Los Tres Mosqueteros
Los Tres Mosqueteros La madre abadesa del convento de Béthune entregará al portador de este billete la novicia que entró en su convento por recomendación mía y bajo mi patronato.
ANA
Se comprende cuánto debían de haber alegrado el lenguaje de Athos, Porthos y D’Artagnan esas relaciones de parentesco entre Aramis y una lencera que llamaba hermana a la reina; pero Aramis, después de haberse sonrojado dos o tres veces con las bromas poco delicadas de Porthos, había rogado a sus amigos que no volviesen a hablarle del asunto, pues si decían una palabra más sobre ello, no volvería a pedir a su prima que sirviese de intermediaria en negocios de tal índole.

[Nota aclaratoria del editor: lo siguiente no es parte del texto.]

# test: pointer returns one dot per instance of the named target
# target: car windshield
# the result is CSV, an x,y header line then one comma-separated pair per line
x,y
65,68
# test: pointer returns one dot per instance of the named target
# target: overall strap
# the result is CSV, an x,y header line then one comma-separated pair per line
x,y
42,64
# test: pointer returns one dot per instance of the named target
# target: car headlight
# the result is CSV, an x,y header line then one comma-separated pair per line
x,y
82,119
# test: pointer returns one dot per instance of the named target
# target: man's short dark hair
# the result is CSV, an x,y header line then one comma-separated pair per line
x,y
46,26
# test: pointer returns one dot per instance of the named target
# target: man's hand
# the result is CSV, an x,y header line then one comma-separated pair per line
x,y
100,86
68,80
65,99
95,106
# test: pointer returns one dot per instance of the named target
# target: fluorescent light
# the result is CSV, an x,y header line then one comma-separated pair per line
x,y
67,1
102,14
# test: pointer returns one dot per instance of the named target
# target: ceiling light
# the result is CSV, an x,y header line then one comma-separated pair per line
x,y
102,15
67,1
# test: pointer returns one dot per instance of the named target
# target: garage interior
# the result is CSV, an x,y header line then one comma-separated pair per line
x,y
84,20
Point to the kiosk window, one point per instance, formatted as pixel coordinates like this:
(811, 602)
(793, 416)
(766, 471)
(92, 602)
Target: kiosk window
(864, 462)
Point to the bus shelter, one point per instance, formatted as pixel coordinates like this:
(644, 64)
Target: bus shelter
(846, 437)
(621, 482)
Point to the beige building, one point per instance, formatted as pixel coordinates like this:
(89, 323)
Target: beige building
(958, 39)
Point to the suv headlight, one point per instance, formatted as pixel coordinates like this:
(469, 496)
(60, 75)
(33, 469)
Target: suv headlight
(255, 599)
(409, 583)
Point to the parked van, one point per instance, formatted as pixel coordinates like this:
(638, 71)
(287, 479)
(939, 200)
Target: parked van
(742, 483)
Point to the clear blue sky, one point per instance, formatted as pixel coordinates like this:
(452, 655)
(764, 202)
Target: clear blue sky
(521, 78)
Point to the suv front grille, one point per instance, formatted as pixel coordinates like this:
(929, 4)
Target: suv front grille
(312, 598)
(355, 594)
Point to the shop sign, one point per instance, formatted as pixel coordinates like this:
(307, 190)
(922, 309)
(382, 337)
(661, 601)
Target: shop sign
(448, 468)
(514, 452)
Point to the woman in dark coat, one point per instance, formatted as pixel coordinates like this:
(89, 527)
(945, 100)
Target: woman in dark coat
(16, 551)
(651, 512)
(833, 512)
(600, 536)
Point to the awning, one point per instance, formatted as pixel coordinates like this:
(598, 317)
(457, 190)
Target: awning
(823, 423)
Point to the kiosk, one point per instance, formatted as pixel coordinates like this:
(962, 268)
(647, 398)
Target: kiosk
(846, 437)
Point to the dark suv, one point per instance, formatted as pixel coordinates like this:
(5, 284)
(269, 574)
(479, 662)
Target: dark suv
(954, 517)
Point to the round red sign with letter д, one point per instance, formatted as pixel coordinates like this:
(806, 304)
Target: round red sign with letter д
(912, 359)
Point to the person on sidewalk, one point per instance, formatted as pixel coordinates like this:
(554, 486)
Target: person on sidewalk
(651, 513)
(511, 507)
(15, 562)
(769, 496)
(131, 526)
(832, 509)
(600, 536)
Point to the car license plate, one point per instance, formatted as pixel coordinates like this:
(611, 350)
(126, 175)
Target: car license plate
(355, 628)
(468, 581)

No hablaron, pues, más de Marie Michon los cuatro mosqueteros, que por otra parte poseían lo que poseer deseaban, esto es, la orden de sacar del convento de Béthune a mm. Bonacieux. Verdad que tal orden de poco les podía servir mientras estuviesen en el campamento de La Rochelle, situado al otro extremo de Francia; así es que D’Artagnan estaba para solicitar de m. de Tréville una licencia, confiándole sin reparos la importancia de su viaje, cuando le trasmitieron la nueva, al igual que a sus amigos, de que el rey iba a partir para París el 16 por la mañana con una escolta de veinte mosqueteros, de la cual debían formar parte.